The heartland of the ancient Ashanti kingdom, Ghana in 1957 became the first country in colonial Africa to gain its independence.
Read more about life in Ghana from the perspective of Nico, a red-haired student who likes to likes to read detective novels and listen to American music, but worries that American movies cause Ghanaian teens to disrespect their own culture.
people in Ghana love music! They prefer listening to reggae, highlife,
gospel, and other contemporary music. They also like movies, but are
shifting their taste from African movies to foreign movies-especially
American ones. American music and films have influenced Ghanaian teens'
attitudes about their indigenous culture. Under the influence of foreign
music and films, they tend to perceive the local culture as outdated.
This has affected the preservation of our cultural heritage.
SCHOOL IN GHANAIAN
And in northern Ghana, where cattle rearing is considered prestigious, parents prefer that their sons take care of cattle rather than go to school. Also, some parents don't see why they should invest in their daughter's education, when a daughter will inevitably marry out of the family. In fact. in northern Ghana some parents prefer that their daughters marry early, so they can collect the dowry of three cows. Of course, all of these factors are due to the lack of awareness of the importance of education, particularly in northern Ghana.
Every student who is enrolled in school must satisfy the academic requirements and have strong financial backing before gaining access to secondary education. Because of the high poverty levels in northern Ghana, the government now pays for both tuition and boarding costs of students in secondary school. This is a big help. Still, some brilliant student find it difficult to attend secondary school because the costs are so high.
A TYPICAL SCHOOL DAY
Some teenagers in secondary school find life simple while others find it difficult. For example, the seniors (those who have been in the school for more than one year) have "servants." These servants are mainly juniors (first year students and/ or second year students).
The juniors are responsible for sweeping the dormitories and compound and scrubbing the bathroom. They also collect water for the seniors, wash their clothes, and sometimes bring them food from the dining hall. For these reasons, students must wake up as early as five a.m. This has been the tradition for as long as anyone can remember. It is still practiced in all the boarding schools in Ghana at the SSS level.
There are two main assemblies each week from 6:30 a.m. to 7:15 a.m.
They include the headmaster's assemblies (Monday) and the masters-on-duty
assemble (Thursdays). There are also individual house or hall masters
meetings every Wednesday morning. Every student must attend these meetings.
Teenagers in Ghana are offered a maximum of nine courses. Each class
Greetings from Bawku, Ghana. I teach chemistry, general science, and math to students at Bawku Secondary School (known as "Bawsco"). Bawsco is a co-ed boarding school that serves about 1,200 students in the Upper East Region of Ghana. The school is about three kilometers from Bawku, bordering on Burkina Faso and Togo. The official language is English.

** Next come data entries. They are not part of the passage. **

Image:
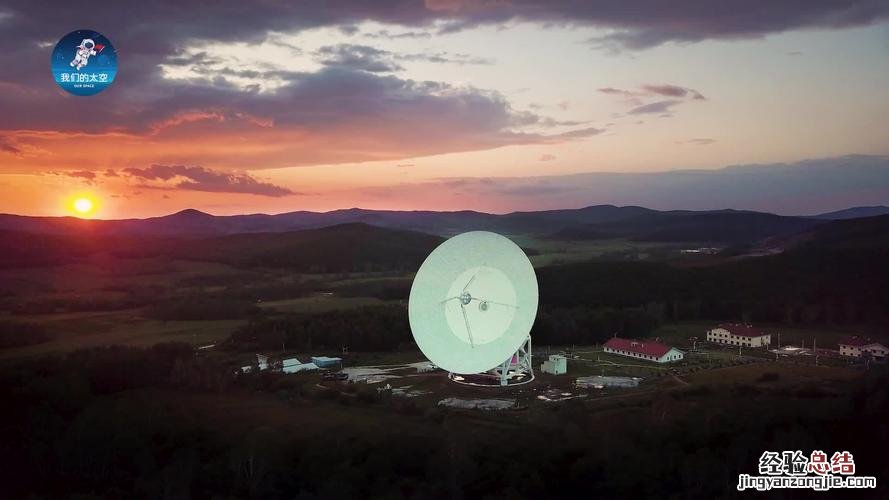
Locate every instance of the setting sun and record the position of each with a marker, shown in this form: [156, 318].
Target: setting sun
[83, 206]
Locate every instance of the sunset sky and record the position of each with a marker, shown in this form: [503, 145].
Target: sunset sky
[282, 106]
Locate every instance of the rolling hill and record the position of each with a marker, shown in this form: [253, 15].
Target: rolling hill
[719, 227]
[341, 248]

What teens in the U.S. should know about teens in Ghana
Being able to attend school in Ghana is much more difficult than in the United States. Since most families in Ghana farm for a living, school can be a low priority during peak farming seasons. Many children help their parents on the farm, and some do not go to school past the elementary level. Girls, in particular, rarely have opportunities for higher levels of learning. A typical class at Bawsco would have 50 students, only seven of whom were girls.
Once in school, exams are a constant source of pressure for students. Students must pass a set of exams to progress to junior high and then on to high school. As a result, they are very focused on exam topic areas. As a teacher, I often found it frustrating to have to spend so much time on exam-related content.

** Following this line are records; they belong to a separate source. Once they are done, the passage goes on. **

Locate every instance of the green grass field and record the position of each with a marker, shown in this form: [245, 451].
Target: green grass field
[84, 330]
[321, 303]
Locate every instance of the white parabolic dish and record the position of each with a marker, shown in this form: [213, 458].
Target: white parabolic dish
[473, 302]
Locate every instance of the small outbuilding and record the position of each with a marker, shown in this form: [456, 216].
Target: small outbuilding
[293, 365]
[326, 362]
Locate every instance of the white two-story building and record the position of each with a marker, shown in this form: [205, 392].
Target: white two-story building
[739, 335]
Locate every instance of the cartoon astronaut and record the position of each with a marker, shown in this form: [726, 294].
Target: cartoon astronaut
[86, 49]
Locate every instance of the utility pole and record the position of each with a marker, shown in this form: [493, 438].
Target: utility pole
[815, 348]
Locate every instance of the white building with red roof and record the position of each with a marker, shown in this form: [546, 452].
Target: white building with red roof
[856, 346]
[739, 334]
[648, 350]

A major challenge for Ghanaian schools is the lack of teachers. At my school, many classes did not have a teacher. The class would simply meet in the classroom and study for that period. I met some excellent teachers in Ghana, many who taught me how to be a better teacher. Unfortunately, there were not enough of them to fill every classroom.
Bawsco is a very diverse school. Students come from all over the north of Ghana to attend classes. As a result, many different ethnic groups are present. These groups aren't exclusive--they often come from the same neighborhood and have a lot in common--but tensions between groups can arise, much like here in the U.S.
Many Ghanaian students think that U.S. teens have an easy life. Most of these perceptions come from television and movies. Imagine what your perception of the U.S. would be if your main source of information was American action movies and sitcoms. Ghanaians also see much of the material wealth associated with the U.S. and assume that everyone is rich.
A bit about Nico
Nicolas was assigned by the school administration to be my student aide. He was a very good student, understood the school system, knew the students, and was easy to spot with his bright red hair.
Nicolas was an excellent "cultural informant." Because of the differences between American culture and that of the Ghanaians, there were often miscommunications. Ghanaians are very polite and wound not always let me know if I'd made a mistake. But Nicolas would let me know and suggest a way to remedy the situation.
Having done well on his exams, Nico was able to attend college and is now working hard to complete his degree in agriculture and natural resources. We expect great things from him in the future.